10. Confidentiality Agreement. On March 15, 2019, the Company and the Executive did execute and deliver the Confidentiality Agreement attached hereto as Attachment A incorporated herein by reference. The Confidentiality Agreement shall survive any termination of this Agreement in accordance with the terms of the Confidentiality Agreement.
11. Indemnification. The Company will indemnify Executive in Executive’s capacity as an officer of the Company to the fullest extent permitted by the certificate of incorporation and bylaws of the Company.

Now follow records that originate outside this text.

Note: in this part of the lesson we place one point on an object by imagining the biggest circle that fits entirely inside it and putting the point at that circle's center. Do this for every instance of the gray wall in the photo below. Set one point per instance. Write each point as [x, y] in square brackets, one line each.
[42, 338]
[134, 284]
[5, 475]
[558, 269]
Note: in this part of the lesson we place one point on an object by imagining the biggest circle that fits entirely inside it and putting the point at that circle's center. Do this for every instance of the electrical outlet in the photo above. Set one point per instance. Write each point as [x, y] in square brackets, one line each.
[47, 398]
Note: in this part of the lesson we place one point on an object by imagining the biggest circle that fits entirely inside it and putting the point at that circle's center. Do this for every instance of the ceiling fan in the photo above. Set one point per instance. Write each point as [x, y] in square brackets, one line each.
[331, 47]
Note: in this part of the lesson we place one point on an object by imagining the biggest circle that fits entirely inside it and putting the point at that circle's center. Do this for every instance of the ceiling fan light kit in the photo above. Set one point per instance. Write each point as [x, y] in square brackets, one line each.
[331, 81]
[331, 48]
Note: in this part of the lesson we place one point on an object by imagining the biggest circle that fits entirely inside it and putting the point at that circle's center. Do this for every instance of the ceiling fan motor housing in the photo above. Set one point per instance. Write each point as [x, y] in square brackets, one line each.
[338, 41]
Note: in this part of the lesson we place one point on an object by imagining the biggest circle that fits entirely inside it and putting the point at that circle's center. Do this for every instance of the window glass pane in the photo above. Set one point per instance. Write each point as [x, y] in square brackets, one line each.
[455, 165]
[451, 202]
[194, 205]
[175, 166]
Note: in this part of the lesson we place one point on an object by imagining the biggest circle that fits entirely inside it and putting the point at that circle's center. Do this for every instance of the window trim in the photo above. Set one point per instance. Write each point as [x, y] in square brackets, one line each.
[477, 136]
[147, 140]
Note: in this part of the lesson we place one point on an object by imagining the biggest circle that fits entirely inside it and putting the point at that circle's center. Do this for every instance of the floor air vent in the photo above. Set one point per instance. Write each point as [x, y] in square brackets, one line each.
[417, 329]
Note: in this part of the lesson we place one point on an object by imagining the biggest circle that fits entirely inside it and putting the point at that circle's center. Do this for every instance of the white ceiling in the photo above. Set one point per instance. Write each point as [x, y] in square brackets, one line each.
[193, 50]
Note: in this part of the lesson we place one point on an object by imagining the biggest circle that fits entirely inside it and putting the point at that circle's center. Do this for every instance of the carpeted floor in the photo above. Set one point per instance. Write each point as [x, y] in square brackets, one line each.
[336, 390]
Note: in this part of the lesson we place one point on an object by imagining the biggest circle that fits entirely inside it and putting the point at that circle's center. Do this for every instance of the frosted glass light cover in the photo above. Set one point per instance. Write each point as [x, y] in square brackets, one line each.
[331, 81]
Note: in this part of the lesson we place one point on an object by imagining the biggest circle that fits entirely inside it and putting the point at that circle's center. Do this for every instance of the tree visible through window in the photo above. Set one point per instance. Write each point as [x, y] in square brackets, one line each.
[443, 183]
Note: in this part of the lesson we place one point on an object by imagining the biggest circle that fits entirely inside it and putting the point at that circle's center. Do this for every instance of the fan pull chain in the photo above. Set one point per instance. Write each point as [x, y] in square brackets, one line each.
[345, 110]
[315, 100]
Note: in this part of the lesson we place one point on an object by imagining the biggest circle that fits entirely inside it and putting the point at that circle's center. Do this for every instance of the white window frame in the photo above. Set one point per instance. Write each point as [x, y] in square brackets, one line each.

12. Withholding Taxes. Executive acknowledges and agrees that the Company may directly or indirectly withhold from any payments under this Agreement all federal, state, city or other taxes that will be required pursuant to any law or governmental regulation.
13. Effect of Prior Agreements. This Agreement, together with the Confidentiality Agreement and the Executive Incentive Plan constitute the sole and entire agreements and understandings between Executive and the Company with respect to the matters covered hereby and thereby, and there are no other promises, agreements, representations, warranties or other statements between Executive and the Company in respect to such matters not expressly set forth in these agreements. These agreements supersede all prior and contemporaneous agreements, understandings or other arrangements, whether written or oral, concerning the subject matter thereof.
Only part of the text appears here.